Anyway, her Chicken Potpie recipe is just about the best comfort food in my book. I love it. I've made a few alterations to this flaky, flavorful potpie and it turns out every single time.

I cut mine open too soon. If you let the pie rest for 10 minutes before cutting the filling will be thicker.


My boys were too hungry to let it rest. :)



Recipe:

Filling:
2 cups cooked chicken
2 cups cooked vegetables (carrots, potatoes, peas, etc.
2 T. butter
2 1/2 T. flour
2 cups milk
2 tsp. chicken bouillon

1 tsp. salt
dash pepper
dash dried sage

Melt butter in saucepan. Add flour and whisk. Whisk in milk until smooth. Add bouillon, salt, pepper and sage. Turn heat to medium and continue stirring until thickened- about 10 minutes or so. Turn off heat. Add cooked chicken and vegetables. Set aside until pie shell is ready to be filled. 

Pie Shell:
2 cups sifted flour
1 1/2 tsp. salt
3/4 cup shortening
1/3 cup ice water

Combine flour and salt. Cut in the shortening with pastry cutter or a large fork. Add ice water. Mix until barely incorporated. DO NOT over mix or pastry will end up being tough. Separate dough in half.

Lightly flour countertop. Take each half and roll out until circle is about 1 inch larger then your pie pan. Place first half in pie pan. Pour filling inside. Place second round on top. Tuck edges under the first round and gently pinch together to seal it shut. Cut two slits in the top of the unbaked pie to allow steam to release during baking.

Bake at 425ºF for 25 minutes or until the center is no longer shiny and the edges are golden brown. Allow pie to rest for 10 minutes before cutting and serving.









Sunday, September 1, 2013

Russian Borscht




Mmmmm, Borscht. My "go to" recipe on a cold, wet day. There is nothing better than the smell of fresh, simmering borscht on the stove and homemade bread in the oven.  Seriously. Good. Borscht is relatively easy, delicious and very healthy as well. 

This recipe is straight from motherland Russia.
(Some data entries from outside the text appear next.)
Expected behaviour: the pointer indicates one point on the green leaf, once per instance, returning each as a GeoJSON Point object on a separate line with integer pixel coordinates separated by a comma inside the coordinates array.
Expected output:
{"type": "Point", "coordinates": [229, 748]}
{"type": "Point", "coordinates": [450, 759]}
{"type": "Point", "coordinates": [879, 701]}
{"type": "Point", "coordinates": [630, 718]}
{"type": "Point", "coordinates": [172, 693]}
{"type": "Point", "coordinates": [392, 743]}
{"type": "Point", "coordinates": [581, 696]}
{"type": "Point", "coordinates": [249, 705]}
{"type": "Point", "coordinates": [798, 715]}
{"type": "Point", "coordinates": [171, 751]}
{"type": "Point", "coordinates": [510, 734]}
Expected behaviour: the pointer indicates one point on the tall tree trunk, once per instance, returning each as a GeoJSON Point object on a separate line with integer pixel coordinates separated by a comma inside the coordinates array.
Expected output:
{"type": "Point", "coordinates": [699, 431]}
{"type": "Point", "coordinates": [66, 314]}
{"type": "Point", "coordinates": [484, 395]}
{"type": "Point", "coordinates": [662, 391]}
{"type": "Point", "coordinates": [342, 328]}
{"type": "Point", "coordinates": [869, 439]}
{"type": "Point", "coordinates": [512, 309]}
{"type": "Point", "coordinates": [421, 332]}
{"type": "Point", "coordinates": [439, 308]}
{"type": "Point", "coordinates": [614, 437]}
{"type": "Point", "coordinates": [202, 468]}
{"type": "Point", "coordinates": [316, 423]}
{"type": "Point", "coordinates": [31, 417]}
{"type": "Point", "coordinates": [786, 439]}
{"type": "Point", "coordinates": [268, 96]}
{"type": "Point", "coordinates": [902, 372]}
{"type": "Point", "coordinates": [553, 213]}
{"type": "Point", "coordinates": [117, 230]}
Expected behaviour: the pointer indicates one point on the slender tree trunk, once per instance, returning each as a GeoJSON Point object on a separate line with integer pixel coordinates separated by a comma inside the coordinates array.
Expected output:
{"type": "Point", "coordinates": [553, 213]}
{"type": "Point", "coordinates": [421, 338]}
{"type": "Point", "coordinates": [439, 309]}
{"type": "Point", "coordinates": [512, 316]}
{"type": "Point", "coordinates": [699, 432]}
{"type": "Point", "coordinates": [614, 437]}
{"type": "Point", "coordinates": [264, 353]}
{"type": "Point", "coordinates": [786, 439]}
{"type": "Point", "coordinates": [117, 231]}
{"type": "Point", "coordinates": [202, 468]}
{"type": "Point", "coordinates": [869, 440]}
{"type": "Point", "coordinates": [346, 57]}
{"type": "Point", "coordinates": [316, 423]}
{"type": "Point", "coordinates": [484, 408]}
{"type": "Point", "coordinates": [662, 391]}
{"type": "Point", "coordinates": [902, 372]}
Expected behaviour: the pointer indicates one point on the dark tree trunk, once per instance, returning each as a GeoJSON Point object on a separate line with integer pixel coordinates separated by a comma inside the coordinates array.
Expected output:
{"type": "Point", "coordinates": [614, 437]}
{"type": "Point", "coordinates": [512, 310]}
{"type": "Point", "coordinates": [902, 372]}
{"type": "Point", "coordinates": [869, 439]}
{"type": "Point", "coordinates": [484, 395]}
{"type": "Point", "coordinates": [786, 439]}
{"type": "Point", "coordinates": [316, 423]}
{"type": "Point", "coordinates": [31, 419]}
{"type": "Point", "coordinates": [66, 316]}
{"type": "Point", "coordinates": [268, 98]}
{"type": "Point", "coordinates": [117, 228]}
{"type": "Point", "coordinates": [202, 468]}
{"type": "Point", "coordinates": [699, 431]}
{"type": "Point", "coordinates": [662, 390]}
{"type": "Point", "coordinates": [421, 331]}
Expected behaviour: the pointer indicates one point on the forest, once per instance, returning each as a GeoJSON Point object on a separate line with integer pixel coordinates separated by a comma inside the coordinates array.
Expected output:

My husband lived in Russia for 2 years serving a religious mission for The Church of Jesus Christ of Latter Day Saints and fell in love with Borscht. He brought this recipe home and converted me to it's deliciousness. :)

Ingredients:
1/2 lb. steak
4 beets
3 large potatoes
3 large carrots
1 head of cabbage
1/2 onion
4 cloves of garlic, minced
Beef Bouillon
1/2 cup ketchup
Bay leaves
Salt/pepper
Sour cream for serving

Directions:
Cut steak into 1/2 in. strips and set aside. Fill a large stew pot half full with water (about 3 quarts of water). Add a few tablespoons of oil and some salt and pepper to the water. Once water boils add meat. Turn heat down but keep water boiling for 30-40 minutes. 

In the meantime chop beets, potatoes, carrots, cabbage and onion into uniform pieces (I usually cut them all into small strips. See picture below). After the meat has cooked in water for 40 minutes add the beets to the pot. Cook for 5-10 minutes. Then add potatoes and beef bouillon.

In frying pan sauté the onion, carrots and garlic in a small amount of oil and ketchup. Sauté for 5 minutes. Add this mixture to the pot along with the bay leaves and more salt and pepper. Combine well and let cook for 15-20 minutes. Then add cabbage. Cook another 10-15 minutes or until ready to eat. Sometimes I let the soup simmer for a few hours to get the meat really tender. 

Scoop a dollop of sour cream into each bowl of soup and serve with delicious hard bread (like rye or sourdough). And, if you want to have a really authentic Russian meal then make the soup a day ahead and re-heat it the day you are ready to eat. It always tastes better leftover because all the flavors blend well over time.